Tuesday, May 3, 2022

Sasquatch and the Muckleshoot

Sasquatch and the Muckleshoot
by Adam Gidwitz and Joseph Bruchac
illust. by Hatem Aly
Recommended Ages: 10+

The eccentric Professor Fauna, founder of the Unicorn Rescue Society, pulls Elliot and Uchenna out of class again, on a ridiculous pretext, and packs them and their pet Jersey devil onto the single-prop airplane he keeps parked in the teachers' parking lot (again), for a quick trip to the Pacific Northwest to help a fellow member of the society protect the Sasquatch from a new threat. Along the way, not only do the kids miraculously survive another of the professor's frequent plane crashes, and encounter a real creature that most people mistakenly equate with Bigfoot (not real), but they also learn about why the pine forests of the northwest are so important to the ecosystem, become acquainted with a Native American tribe's folkways and language, defend a sacred secret against exploitation by a TV news crew and, incidentally, save a forest and its denizens from the evil Schmoke Brothers, who are at their old tricks again.

I don't think I need to tell you much more about this book, other than to repeat that it's lots of fun, with goofy characters including a Native American dad who's addicted to dad jokes, his adventurous daughter who expects Elliot to propose marriage to her someday, some Muckleshoot vocabulary that requires different alphabet characters (luckily, this series is good at providing pronunciation hints for new words), and a side helping of some Native Americans' spirituality and their interpretation of U.S. history.
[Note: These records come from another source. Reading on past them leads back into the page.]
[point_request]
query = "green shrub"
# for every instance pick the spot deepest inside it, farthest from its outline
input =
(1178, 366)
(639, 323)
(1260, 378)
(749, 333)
A mild political content advisory applies, not just to this book but to the series as a whole, whether it's Book 1's view of America from the New Jersey Pine Barrens, Book 2's visit to the Basque Country or, I'm already finding out, Book 4's (The Chupacabras of the Rio Grande) view from the U.S.-Mexican border. However, I stress the word "mild" and add that whatever your politics, you've gotta be charmed by these characters and their quirks, from the way Elliot earns the nickname Screams A Lot to what you find out if you run a Spanish-to-English translation on the swear words Professor Fauna yells out. When I did that on "¡Palabrota indecible!" it brought on one of the best and most needed laughs I've had in a long time.

This is the third book in the "Unicorn Rescue Society" series, all written by Adam Gidwitz either solo or with various co-authors. Joseph Bruchac, whose works are inspired by his Abenaki American Indian heritage, is also the author of two "Skeleton Man" novels, the "Killer of Enemies" trilogy, two "PathFinders" books, two "Jacob Neptune" mysteries, three "Powwow Mysteries," more than 40 other novels, more than 20 children's books, about 10 nonfiction books and a ton of collected poems and short stories. He has been nominated for a Mythopoeic Fantasy Award and has edited or co-edited several anthologies.